|Boyer, E - U OF C, BERKELEY, CA|
|Alexander, R - USGS|
|Parton, W - CSU, FORT COLLINS, CO|
|Butterbach-Bahl, K - INS. METEOR. CL RE, DRG|
|Donner, S - PRINCETON UNIV.|
|Skaggs, R - NO. CAROLINA ST. UNIV.|
|Del Grosso, Stephen|
Submitted to: Ecological Applications
Publication Type: Peer Reviewed Journal
Publication Acceptance Date: June 2, 2006
Publication Date: December 12, 2006
Citation: Boyer, E.W., Alexander, R.B., Parton, W.J., Butterbach-Bahl, K., Donner, S.D., Skaggs, R.W., Del Grosso, S.J. 2006. Modeling Denitrification in Terrestrial and Aquatic Ecosystems at Regional Scalles. Ecological Applications 16, 2123-2142. Interpretive Summary: Denitrification is the biogeochemical process that results in the reduction of nitrate (NO3) to nitrous oxide (N2O) and molecular nitrogen (N2). This process occurs in soils and in water ways under anoxic conditions. Understanding and quantifying denitrification rates are important because N2O is a strong greenhouse gas and production of N2 contributes to closing the global nitrogen cycle. That is, fertilizer production and legume cropping convert atmospheric N2 to biologically active ammonia (NH3) which results in a large increase in biologically available nitrogen as a result of human activities. Denitrification returns some of this biologically reactive nitrogen back to the inert form (N2). Because it is difficult, if not impossible, to measure denitrification rates at scales beyond the plot level, models must be used to estimate denitrification rates at regional and larger scales for global nitrogen budgets. Denitrification models range from simple empirical relationships to detailed mechanistic models that simulate the processes that contribute to denitrification. How well terrestrial and aquatic models simulated denitrification is highly uncertain and model results need to be compared with data collected from various systems.

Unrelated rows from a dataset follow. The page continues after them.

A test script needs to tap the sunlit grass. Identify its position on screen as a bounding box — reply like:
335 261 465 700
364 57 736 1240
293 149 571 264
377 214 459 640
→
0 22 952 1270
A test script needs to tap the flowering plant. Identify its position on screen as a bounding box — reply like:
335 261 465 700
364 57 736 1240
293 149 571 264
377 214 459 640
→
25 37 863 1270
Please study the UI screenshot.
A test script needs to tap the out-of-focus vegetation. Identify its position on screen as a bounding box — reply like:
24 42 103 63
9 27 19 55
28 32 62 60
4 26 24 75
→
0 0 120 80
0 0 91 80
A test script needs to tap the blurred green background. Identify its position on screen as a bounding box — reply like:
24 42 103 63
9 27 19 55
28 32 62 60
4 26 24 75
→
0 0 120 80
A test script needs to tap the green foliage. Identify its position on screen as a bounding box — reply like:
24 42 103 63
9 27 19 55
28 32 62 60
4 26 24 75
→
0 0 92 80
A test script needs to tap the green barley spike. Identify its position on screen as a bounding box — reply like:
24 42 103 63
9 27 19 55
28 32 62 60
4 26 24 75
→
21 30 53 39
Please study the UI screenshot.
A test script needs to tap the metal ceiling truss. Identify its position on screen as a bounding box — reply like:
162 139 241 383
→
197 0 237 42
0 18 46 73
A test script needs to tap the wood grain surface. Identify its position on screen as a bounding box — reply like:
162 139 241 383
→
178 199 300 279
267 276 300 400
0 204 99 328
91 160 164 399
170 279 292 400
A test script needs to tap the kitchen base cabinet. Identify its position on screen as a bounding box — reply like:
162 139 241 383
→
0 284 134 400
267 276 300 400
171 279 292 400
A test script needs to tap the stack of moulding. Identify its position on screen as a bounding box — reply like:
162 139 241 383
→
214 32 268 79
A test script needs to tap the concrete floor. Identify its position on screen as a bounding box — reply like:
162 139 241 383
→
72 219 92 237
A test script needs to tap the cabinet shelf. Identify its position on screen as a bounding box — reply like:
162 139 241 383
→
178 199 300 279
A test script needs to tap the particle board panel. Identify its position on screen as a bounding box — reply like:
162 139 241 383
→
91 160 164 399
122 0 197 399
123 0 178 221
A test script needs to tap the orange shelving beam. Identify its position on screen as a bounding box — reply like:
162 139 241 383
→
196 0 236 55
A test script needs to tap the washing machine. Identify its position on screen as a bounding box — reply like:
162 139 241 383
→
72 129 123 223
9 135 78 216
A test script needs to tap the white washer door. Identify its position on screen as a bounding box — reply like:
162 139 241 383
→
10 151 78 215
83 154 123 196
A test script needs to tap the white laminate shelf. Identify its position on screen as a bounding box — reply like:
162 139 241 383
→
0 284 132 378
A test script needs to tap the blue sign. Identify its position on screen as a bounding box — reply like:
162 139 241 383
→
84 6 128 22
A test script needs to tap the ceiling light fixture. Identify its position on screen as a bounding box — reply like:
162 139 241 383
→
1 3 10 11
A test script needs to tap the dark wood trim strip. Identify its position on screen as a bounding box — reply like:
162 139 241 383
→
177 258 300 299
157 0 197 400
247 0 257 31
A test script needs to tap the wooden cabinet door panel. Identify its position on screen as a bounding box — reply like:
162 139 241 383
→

Technical Abstract: Quantifying where, when, and how much denitrification occurs on the basis of measurements alone remains particularly vexing at virtually all spatial scales. As a result, models have become essential tools for integrating current understanding of the processes that control denitrification with measurements of rate-controlling properties so that the permanent losses of N within landscapes can be quantified at watershed and regional scales. In this paper, we describe commonly used approaches for modeling denitrification and N cycling processes in terrestrial and aquatic ecosystems based on selected examples from the literature. We highlight future needs for developing complementary measurements and models of denitrification. Most of the approaches described here do not explicitly simulate microbial dynamics, but make predictions by representing the environmental conditions where denitrification is expected to occur, based on conceptualizations of the N cycle and empirical data from field and laboratory investigations of the dominant process controls. Models of denitrification in terrestrial ecosystems include generally similar rate-controlling variables, but vary in their complexity of the descriptions of natural and human-related properties of the landscape, reflecting a range of scientific and management perspectives. Models of denitrification in aquatic ecosystems range in complexity from highly detailed mechanistic simulations of the N cycle to simpler source–transport models of aggregate N removal processes estimated with empirical functions, though all estimate aquatic N removal using first-order reaction rate or mass-transfer rate expressions. Both the terrestrial and aquatic modeling approaches considered here generally indicate that denitrification is an important and highly substantial component of the N cycle over large spatial scales. However, the uncertainties of model predictions are large. Future progress will be linked to advances in field measurements, spatial databases, and model structures.